The Vision Show 2018 Boston – Top 3 Takeaways from This Year’s Show

Every other year the Machine Vision industry looks forward to one of the most important trade shows for us in the industry – The Vision Show.  This year, The Vision Show 2018 seems to be a little bigger than in the past, with 150+ exhibitors in Boston.

As with most industry and tradeshows, The Vision Show 2018 highlighted trends in the industry with conferences and speakers.  The latest trends in the industry seems to be in Embedded Vision, Industrial Internet of Things (IIoT), Collaborative Robots (Cobots), to just name a few.

Instead of focusing on the usual highlights of the show, we sought to write about our own top 3 takeaways and industry comments for this year:

1 – Embedded Vision

The show is packed with vendors for the usual items that you’d expect for a Machine Vision show – cameras, IO boards, lenses and optics, lighting and exotic illumination sources.  One underlying theme and buzz-word that was highly visible is “Embedded Vision”.

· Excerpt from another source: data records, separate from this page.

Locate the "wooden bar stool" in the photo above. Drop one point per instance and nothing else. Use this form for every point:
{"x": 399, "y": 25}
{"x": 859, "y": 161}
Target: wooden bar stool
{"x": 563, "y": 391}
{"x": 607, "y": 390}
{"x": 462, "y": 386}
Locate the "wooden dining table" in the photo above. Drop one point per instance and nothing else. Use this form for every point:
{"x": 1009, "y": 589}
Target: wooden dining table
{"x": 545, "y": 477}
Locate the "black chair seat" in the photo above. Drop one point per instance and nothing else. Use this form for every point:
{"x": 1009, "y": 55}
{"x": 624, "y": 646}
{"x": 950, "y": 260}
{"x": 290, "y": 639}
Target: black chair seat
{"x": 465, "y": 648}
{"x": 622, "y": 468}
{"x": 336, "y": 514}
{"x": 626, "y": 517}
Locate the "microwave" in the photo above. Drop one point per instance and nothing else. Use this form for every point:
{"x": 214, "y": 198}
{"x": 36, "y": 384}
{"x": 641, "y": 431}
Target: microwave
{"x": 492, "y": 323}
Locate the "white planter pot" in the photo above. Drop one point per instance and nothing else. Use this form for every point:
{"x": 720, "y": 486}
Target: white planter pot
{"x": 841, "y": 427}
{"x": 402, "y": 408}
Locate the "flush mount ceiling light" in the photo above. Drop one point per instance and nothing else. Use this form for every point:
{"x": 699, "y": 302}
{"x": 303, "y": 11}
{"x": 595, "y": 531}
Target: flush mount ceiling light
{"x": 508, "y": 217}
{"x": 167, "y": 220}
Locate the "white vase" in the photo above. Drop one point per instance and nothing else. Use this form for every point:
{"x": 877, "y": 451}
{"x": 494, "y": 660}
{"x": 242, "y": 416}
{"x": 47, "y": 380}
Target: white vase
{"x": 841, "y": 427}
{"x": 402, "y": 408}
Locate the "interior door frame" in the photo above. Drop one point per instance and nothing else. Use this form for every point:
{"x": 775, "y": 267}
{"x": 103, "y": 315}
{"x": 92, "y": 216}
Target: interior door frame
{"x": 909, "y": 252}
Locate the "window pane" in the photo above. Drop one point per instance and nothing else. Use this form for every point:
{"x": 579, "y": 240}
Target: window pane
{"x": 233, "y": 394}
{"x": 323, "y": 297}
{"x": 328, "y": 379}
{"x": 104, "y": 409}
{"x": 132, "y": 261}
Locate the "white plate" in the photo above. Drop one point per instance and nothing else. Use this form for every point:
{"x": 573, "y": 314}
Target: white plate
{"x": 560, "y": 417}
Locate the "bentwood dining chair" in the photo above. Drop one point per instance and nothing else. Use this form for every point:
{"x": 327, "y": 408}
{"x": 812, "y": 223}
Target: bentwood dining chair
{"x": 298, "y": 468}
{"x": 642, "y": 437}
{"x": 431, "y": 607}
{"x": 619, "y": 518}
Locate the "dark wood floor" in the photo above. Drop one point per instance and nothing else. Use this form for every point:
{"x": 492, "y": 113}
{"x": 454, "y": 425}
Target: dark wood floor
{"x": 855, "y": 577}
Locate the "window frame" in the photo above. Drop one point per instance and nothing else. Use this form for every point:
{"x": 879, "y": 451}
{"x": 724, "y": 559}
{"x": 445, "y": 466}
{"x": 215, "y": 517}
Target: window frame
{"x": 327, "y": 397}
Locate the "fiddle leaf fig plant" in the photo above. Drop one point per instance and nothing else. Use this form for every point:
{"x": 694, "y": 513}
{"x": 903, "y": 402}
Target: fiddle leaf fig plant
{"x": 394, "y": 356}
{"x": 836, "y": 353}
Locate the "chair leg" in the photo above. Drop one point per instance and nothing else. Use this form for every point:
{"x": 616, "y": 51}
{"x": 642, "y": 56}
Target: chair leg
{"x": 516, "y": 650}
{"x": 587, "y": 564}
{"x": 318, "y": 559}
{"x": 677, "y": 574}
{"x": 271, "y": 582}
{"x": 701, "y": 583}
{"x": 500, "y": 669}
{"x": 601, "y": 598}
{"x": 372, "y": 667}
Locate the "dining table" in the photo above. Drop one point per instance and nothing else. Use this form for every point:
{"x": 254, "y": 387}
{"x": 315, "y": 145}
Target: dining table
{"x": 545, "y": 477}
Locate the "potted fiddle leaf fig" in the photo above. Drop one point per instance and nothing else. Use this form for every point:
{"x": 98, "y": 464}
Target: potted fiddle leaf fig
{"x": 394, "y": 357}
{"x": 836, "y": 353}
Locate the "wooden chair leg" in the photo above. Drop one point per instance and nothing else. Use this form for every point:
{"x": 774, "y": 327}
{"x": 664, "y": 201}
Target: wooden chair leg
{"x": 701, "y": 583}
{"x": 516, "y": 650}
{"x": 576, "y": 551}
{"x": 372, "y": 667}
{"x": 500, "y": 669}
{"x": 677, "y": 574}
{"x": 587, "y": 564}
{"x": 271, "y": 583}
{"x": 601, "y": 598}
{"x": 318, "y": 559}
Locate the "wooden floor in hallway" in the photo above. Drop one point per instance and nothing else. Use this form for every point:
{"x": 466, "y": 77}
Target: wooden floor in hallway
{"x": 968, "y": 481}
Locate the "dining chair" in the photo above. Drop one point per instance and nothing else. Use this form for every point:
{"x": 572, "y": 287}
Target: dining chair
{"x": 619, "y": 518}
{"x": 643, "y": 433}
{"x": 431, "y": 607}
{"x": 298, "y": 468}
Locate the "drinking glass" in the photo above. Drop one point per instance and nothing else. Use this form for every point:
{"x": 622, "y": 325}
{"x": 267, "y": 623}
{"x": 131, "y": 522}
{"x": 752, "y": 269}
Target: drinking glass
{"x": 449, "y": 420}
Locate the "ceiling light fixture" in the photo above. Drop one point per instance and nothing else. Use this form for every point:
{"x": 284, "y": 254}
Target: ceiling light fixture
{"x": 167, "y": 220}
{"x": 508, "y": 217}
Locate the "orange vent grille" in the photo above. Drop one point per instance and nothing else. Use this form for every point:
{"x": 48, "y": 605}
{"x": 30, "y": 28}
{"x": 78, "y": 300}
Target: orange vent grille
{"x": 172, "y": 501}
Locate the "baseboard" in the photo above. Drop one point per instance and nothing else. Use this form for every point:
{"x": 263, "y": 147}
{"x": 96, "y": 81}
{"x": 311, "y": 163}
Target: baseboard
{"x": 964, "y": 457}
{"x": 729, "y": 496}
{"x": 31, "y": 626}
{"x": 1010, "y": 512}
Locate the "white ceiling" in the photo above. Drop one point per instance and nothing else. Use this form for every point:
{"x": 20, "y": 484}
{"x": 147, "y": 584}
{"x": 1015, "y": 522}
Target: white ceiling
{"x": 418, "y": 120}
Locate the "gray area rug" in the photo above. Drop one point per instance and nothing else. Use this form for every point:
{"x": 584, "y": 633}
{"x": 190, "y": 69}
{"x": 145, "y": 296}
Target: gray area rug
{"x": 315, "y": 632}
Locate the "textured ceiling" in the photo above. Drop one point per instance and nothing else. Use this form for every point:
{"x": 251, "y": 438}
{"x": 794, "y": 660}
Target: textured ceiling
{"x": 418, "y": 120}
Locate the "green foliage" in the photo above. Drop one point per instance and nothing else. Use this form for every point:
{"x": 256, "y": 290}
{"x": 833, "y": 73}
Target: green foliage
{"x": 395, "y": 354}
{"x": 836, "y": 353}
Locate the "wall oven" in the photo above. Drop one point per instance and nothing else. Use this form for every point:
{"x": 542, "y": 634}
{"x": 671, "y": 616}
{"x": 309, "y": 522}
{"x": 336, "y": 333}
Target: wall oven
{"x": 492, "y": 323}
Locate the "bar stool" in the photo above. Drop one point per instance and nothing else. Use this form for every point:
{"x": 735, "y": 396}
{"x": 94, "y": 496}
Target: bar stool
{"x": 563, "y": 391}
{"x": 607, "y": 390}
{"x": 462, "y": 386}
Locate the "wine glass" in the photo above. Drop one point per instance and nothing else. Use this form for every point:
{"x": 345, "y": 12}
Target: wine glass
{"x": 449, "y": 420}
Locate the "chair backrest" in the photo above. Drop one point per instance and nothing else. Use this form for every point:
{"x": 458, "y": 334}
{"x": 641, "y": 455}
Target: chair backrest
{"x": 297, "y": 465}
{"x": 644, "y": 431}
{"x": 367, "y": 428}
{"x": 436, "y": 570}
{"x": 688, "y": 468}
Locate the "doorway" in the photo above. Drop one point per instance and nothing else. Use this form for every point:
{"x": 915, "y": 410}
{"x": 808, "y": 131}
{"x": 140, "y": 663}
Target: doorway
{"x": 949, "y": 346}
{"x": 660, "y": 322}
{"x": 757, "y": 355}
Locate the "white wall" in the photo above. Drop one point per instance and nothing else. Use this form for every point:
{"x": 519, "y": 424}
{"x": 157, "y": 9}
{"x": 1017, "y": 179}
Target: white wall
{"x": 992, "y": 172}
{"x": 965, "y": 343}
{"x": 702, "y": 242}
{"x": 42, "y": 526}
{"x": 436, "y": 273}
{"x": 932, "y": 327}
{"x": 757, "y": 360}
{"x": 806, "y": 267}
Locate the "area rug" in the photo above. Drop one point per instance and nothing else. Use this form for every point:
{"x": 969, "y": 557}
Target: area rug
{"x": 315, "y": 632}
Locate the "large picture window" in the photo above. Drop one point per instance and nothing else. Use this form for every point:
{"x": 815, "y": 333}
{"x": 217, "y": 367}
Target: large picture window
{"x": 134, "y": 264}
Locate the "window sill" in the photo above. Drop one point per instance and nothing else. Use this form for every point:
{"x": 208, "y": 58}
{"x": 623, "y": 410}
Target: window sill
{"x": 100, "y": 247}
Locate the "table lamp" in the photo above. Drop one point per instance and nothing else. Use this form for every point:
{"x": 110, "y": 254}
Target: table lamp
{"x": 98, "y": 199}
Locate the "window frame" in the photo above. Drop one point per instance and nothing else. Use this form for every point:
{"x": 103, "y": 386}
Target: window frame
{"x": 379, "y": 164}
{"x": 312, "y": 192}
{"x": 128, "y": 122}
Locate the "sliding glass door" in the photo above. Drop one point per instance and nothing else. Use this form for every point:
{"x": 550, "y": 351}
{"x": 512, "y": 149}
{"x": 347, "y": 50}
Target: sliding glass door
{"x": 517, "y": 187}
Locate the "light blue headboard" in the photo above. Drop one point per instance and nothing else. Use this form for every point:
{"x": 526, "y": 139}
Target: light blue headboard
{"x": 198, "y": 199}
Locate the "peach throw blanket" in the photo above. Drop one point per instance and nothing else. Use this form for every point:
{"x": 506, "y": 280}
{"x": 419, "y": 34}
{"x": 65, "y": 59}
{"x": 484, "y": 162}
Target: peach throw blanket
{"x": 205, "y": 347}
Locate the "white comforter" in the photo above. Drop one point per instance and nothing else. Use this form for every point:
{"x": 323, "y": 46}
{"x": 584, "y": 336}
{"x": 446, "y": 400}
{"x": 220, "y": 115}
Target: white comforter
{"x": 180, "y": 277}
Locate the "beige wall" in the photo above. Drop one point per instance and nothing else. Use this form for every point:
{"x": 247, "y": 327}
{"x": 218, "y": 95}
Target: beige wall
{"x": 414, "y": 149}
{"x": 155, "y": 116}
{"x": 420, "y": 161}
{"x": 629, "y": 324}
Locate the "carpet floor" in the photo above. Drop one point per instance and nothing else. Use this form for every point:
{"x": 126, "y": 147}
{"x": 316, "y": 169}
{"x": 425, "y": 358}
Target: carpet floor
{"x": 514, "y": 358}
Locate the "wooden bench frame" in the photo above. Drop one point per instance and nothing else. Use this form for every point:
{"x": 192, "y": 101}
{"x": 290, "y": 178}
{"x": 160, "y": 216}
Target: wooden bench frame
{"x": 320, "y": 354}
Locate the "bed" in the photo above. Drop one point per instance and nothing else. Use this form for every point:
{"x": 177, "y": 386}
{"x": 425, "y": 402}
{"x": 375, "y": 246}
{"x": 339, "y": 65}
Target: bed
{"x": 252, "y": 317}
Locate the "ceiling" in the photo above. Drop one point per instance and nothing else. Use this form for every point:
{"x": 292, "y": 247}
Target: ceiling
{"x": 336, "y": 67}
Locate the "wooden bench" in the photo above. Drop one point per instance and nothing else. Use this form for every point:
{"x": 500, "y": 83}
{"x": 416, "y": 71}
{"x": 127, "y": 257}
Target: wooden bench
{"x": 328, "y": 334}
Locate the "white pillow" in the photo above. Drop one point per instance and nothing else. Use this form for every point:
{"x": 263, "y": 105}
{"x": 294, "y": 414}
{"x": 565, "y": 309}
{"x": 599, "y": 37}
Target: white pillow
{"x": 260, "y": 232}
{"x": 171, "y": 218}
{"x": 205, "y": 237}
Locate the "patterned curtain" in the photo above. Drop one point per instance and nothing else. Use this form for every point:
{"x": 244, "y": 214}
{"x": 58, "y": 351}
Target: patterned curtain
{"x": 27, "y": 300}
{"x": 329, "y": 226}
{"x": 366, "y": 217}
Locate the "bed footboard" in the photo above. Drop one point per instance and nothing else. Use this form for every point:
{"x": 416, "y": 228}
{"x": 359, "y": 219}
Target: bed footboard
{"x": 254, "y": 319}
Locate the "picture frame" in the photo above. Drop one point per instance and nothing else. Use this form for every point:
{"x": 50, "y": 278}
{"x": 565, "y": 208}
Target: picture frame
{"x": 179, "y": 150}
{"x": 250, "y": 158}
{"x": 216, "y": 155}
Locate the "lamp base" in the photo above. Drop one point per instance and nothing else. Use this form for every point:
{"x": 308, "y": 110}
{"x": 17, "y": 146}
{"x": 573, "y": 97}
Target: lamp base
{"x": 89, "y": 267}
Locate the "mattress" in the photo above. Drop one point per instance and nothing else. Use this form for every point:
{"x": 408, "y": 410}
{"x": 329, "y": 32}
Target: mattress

What exactly is Embedded Vision?  According to Keox and simply defined, it’s anything that can do machine vision with a small form factor.  The reason we like keeping this definition so simple is that Embedded Vision can be done with anything from small palm-size PCs (eg. x86 based) to Raspberry PI to FPGAs (Field Programmable Gate Arrays) or even ASIC chips (Application Specific Integrated Circuit).  Additionally, it should be able to acquire images (ie. camera with lens) which can be anything as small as a board level sensor.  Integrating it all together could be everything onboard one PCB to a small case with the components mounted inside.  Of course there are other definitions to include on what is Embedded Vision, but that’ll require much more space to discuss.

Machine Vision traditionally required major computing power along with large camera components.  With electronics becoming smaller and more powerful, it is starting to handle vision applications in those small form factors – think of the processing power on your mobile phone.  As a matter of fact, small embedded vision is a requirement for other developing technologies such as drones and autonomous vehicles, to name a few.

Although “Embedded Vision” is a buzzword that gets everyone’s attention, there are some manufacturers that have components that are more suitable to what is in our mind for Embedded Vision.  Just focusing on cameras, board level cameras such as Basler’s dart Board-Level Cameras (www.baslerweb.com) is one popular component to integrate with.  Ximea (www.ximea.com) offers great board level cameras along with some crazy small subminiature component cameras (15 x 15 x 8mm in size)!

2 – Software

Machine Vision Systems certainly need optical components like cameras and lenses and other supporting hardware.  One element that is absolutely required but not talked about as often is software, and in the context of Machine Vision, image processing libraries.  This is certainly not a “one-size-fits-all” choice.  Since Keox Technologies develop applications mainly in C# and have our own proven application framework libraries, we look for software that can integrate well with our programming workflow.

Although we employ open source libraries and even write our own image processing tools, we utilize MVTec’s Halcon (www.mvtec.com) for more complicated image processing steps.  Speaking of Embedded Vision, they also have Halcon Embedded which can download to various embedded operating systems such as Linux, VxWorks, QNX, Windows Embedded Compact, etc.

A new find for the industry is Innomiles’ OVK Framework Modules (www.innomiles.com), which is based in Taiwan.  Their machine vision software modules contains useful tools such as Distortion Calibration and Flat Field Correction tools, along with other valuable tools such as thresholding, blob analysis, and even OCR and Pattern Matching tools – it’s more sophisticated than it first lets on!

3 – 3D Vision

Now that Embedded Vision is a trending topic and that there are software to control it, what’s a good application that would need Embedded Vision?  All, 3D Vision sensors on the market can be considered as a form of “Embedded Vision”.  They are all somewhat self-contained units that have image sensors and usually contain onboard processing in order to report out the 3D data.  3D Vision is finding more uses in both the manufacturing industry (robot guidance, bin picking and sorting, etc.) and “non-factory” applications such as drones and autonomous vehicles.

There are several measurement techniques to do 3D vision – laser triangulation, structured lighting, and time of flight are some of them – and for each technology there are dozens more companies offering their sensors.  What Keox Technologies look for is good, smart, and rigorous engineering of 3D sensors no matter the measurement technique.  Photoneo’s PhoXi 3D Scanners (www.photoneo.com) offer a well-designed scanning sensor which also happens to be sleek and visually appealing.  Another company with great engineering research is Ajile (www.ajile.ca) and their DepthScan 3D Imaging System.  Utilizing their own DMD Projector to generate structured lighting, their system is engineered to be flexible enough to achieve optimal quality tailored specifically for the application requirements.